I’m currently grateful to be tucked under a soft blanket, for Deliveroo drivers and for the gentle writing I’m now undertaking. It’s all about flowers (hence the roses facts) and it’s teaching me that it’s OK to not always have something profound to say. That’s what roses are for. For thousands of years they have been used to send the message of love when we can’t find the words.
So… this is my little Valentine’s message to say, I love you all. You’re doing great.
But I’ve used up pretty much all of the energy that has been gifted to me (by Lucozade) so I’ll be back next week…
In the meantime, I’m very conscious I have some new subscribers so I also wanted to remind you of the times I did have something more to say…
“There’s no form of behaviour that would make me miss her less.” My first ever newsletter, discussing the myth of the grief window.
“We exist in the ways that help us to survive.” My conflicting feelings on the use of mediums during the grieving process, after visiting one.
“A life with children is not one that I can simply try on for a week. It’s also the life, out of all the ones I could have lived, I find hardest to let go of... Not necessarily because it’s the one I want the most, but because it’s the one I’m told I should want the most.” On the grief of being child-free.

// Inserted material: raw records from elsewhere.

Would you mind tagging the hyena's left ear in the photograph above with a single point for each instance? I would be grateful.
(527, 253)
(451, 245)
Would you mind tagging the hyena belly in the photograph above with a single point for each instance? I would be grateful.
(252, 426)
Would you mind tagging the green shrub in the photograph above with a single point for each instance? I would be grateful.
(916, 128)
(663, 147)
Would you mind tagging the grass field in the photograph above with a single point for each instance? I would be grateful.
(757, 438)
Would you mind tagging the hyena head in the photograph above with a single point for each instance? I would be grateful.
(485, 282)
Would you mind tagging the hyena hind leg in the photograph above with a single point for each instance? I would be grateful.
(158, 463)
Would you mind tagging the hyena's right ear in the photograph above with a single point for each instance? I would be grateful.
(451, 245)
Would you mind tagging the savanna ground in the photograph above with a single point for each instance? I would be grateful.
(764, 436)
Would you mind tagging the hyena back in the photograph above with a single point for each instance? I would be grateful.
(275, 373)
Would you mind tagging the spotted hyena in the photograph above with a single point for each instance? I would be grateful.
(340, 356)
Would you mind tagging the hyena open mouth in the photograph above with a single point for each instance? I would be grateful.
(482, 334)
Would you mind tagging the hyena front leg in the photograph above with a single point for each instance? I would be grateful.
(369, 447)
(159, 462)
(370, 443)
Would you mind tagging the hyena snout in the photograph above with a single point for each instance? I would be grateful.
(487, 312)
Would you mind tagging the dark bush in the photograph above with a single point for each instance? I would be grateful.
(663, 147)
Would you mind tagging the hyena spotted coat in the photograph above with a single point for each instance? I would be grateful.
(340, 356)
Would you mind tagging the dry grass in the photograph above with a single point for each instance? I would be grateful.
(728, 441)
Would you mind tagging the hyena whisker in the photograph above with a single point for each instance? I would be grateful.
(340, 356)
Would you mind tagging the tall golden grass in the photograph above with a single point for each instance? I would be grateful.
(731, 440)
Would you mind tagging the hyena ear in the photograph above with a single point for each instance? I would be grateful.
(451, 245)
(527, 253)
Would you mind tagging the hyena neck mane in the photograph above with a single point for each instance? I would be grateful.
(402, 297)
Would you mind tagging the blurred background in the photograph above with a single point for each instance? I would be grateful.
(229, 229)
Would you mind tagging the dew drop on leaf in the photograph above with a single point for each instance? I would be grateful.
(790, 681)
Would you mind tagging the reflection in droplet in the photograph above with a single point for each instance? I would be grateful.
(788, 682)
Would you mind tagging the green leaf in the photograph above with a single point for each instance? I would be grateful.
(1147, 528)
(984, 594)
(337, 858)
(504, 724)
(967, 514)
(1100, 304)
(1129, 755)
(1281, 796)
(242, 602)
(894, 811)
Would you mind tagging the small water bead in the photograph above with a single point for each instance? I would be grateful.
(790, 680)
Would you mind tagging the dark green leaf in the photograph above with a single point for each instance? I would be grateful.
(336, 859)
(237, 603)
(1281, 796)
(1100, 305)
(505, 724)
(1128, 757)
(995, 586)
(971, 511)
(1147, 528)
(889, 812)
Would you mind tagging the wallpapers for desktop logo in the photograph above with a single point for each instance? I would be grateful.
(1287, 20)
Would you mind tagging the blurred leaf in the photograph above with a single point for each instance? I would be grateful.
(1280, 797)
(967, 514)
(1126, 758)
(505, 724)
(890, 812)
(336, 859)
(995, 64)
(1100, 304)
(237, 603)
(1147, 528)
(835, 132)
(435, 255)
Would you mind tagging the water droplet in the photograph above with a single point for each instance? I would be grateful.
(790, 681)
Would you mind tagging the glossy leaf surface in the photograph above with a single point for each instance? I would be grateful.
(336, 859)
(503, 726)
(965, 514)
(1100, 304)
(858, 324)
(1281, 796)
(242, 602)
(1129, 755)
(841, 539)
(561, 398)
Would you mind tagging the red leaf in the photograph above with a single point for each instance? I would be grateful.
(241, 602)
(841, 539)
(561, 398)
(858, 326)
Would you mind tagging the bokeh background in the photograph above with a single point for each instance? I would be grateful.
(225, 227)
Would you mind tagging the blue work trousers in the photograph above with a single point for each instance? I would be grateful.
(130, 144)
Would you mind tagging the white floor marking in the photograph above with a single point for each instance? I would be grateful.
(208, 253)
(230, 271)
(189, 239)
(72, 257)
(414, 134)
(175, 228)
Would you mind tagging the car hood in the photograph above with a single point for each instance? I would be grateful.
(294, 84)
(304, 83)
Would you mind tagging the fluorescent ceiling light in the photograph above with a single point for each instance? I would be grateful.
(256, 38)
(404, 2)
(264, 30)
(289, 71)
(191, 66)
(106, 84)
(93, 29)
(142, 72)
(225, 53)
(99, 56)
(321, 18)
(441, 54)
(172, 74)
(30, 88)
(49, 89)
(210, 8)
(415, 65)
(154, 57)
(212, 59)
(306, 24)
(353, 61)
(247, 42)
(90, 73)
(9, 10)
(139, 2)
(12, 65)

“Why do we try to slot everything neatly into categories and then beat ourselves up when we’re not who we expected to be?” When I went through the a (ha!) stage of being obsessed by the different types, and stages, of grief.
Anyway, that’s me sneezing violently again! Fun! Sexy! Cool! Hopefully if you’re new here you won’t see this half-arsed letter as a reason to unsubscribe, I really do appreciate you!